Apparently, three is greater than 150.
This new math is brought to you by the athletic departments of Kansas University and the University of Missouri, which jointly announced Monday that the athletic competition between the two schools no longer will be called “The Border War.”
Instead, this decades-old clash will be known as “The Border Showdown,” thanks to happenings from three years ago.
“We feel that in the aftermath of September 11, 2001, and the ensuing events around the world, it is inappropriate to use the term ‘war’ to describe intercollegiate athletics events,” KU athletics director Lew Perkins said. “We need to be more sensitive to the men and women who defend our country for real.”
Besides the ridiculous fact that it took nearly a third of a decade to make this name change – which no one even asked for – the political correctness of this action is mind-boggling.
Sure, athletes such as Kellen Winslow referring to themselves as soldiers and stating that they’re out to kill their opponents is hyperbole of the worst kind. These types of statements also are offensive to the men and women who have defended their country and the family members of those who have died doing so.
Missouri AD Mike Alden noted this, stating that the KU-Missouri rivalry is important to many people, “but it certainly pales in comparison with what is taking place overseas.”
Alden is correct, but he’s forgetting something very important – “The Border War” goes back more than three years. More like 150 years.
As it appears both athletic departments have forgotten, Kansas and Missouri were fighting the Civil War nearly five years before the rest of the country.
Under the Kansas-Nebraska Act of 1854, Kansas’s citizens were to be allowed to decide whether the territory should enter the Union as a pro-slavery state or a free state.
With people from both sides flooding into the territory to establish voting rights and try to turn Kansas into the state of their choice, the territory overflowed with battles over the next decade — hence the nickname “Bleeding Kansas.” Many of these fights were between Kansas and Missouri residents.
While Free Staters certainly were responsible for their share of these attacks, the most famous battle is probably Quantrill’s Raid on Lawrence that happened Aug. 21, 1863.
According to most accounts, around 140 people were killed, 30 people seriously wounded, and 80 widows and 250 orphans left in the raid.
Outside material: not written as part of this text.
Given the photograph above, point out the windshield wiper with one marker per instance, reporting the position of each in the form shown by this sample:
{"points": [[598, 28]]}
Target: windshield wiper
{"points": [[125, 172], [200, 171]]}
About 75 businesses and 100 houses were destroyed, causing $2 million in property damage.
Whether current citizens of either state directly are related to survivors of this raid or any of the other numerous battles during the 1850s and 1860s, many of these residents (and many students of each university) know that the animosity between Kansas and Missouri is rooted in blood on the plains, not sweat on the court.
That blood may be nearly a century and a half old, but does that make it any less important than that which is being shed in Iraq or was lost in the Sept. 11 attacks?
Yes, the importance of the two schools’ athletic competitions in the Midwest pales in comparison to the battles being fought by soldiers in the Middle East. That doesn’t mean the universities have to be so over the top with their political correctness, though.
If “The Border War” was too insensitive given the events of the past three years, maybe “The Border Showdown” still is too callous for people who know about The Civil War. Maybe “The Border Showdown” should be changed again, this time to the more literal “The Bi-State Territorial-Line Dispute” or “The Amicable Two-Party Dispute Over Athletic Prowess.”
In fact, maybe “The Civil War” should be changed to “The Civil Showdown” now? Or maybe “The Friendly Disagreement between Those Who Wanted Lower Tariffs and Unpaid African-American Workers and Those Who Didn’t” would be even better.
What if this trend carried over to numerous Lawrence businesses, not just Kansas athletics? You could have a beer out front of “The Mostly Rectangular Area Directly West of Missouri” Brewery? Or, if you live north of 15th Street, your teenager could attend “The 34th Territory Admitted to the Union” High School?
Changing the name to “The Border Showdown” is revisionist history that chooses to be insensitive to the people who fought and died to keep Kansas a free state. Apparently it’s better to be nice to the soldiers of the past three years than those who died fighting for freedom and equality long before anyone in either the KU or MU athletic department was alive.